鍵山くんは、戸惑う私を見てゆっくりと眉を寄せていく。
「……ごめんな。何とかして自分で気づいてもらわんとあかんねや」
そこにいたのは、今まで見たことのない、切なそうな、縋り付くような表情の鍵山くん。ちょっとドキッとしたけれど、すぐに我にかえった。今にも頬に触れられそうになっているのに気がついて、すかさず手で追い払う。
「やめて。だから、気づくって何に?」
「自分が何者なのか、やで」
またそれか。この間から何かを聞けば答えはそればかりで、ちょっとうんざりしている。私は私で、他の何者でもないのに。
鍵山くんはヒラヒラと手を振りながら私に背を向け、教室とは逆の方に向かって歩いて行ってしまった。
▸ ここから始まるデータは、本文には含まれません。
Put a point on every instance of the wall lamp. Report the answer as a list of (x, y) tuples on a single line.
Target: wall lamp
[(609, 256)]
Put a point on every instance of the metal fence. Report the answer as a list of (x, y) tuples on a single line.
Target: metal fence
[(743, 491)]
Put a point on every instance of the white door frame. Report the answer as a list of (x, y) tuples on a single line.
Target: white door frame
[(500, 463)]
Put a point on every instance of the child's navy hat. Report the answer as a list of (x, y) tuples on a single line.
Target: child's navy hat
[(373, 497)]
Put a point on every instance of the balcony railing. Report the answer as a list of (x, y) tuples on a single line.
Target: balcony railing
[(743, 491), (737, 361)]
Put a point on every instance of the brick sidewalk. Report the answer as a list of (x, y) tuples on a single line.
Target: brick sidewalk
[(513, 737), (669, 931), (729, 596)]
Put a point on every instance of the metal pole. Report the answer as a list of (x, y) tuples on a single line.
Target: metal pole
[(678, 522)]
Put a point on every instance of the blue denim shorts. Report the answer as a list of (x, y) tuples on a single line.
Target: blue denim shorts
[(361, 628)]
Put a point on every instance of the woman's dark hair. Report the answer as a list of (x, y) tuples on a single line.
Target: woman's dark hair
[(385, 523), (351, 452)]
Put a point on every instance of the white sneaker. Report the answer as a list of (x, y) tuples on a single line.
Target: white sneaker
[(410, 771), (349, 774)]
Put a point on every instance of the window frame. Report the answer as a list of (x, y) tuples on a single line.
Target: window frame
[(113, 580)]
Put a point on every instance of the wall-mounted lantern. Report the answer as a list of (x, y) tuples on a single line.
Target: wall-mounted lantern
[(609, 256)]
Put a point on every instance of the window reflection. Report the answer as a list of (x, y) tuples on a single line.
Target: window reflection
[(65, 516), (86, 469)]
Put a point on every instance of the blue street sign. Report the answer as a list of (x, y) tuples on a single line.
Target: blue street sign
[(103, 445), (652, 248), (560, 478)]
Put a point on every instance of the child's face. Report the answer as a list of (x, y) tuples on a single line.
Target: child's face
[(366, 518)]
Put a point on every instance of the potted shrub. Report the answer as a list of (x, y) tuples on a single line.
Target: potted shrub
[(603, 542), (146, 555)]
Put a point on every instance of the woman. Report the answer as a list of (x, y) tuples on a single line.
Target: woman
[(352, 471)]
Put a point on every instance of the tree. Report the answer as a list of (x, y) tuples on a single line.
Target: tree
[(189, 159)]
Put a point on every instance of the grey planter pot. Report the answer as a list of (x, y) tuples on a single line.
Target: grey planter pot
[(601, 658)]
職員室にでも行くんだろうか。一応それを見送るように見つめてから、私も歩き出した。
彼の言うことは全然わからない。そういえば、何の能力者なのかもまだ聞けていない。聞けばはぐらかされて、挙句に『自分で気づけ』と言われてしまう。
歩きながら窓の外を見ると、白鼠色の雲が空をまんべんなく覆っている。今のすっきりとしない気持ちをそのまま投影したみたいな色。
視線を下へ。訓練棟の方には朝の訓練に向かうのであろう生徒が見えるけど、こちらの校舎の廊下にはほとんど生徒がいない。授業が始まるまでまだ一時間近くあるから不思議ではないけれど、うちのクラスだけはすでに騒がしいことに気づく。
あれ? 今日何かあったっけ……不思議に思いながら教室に一歩足を踏み入れた瞬間、肩に強い衝撃が走った。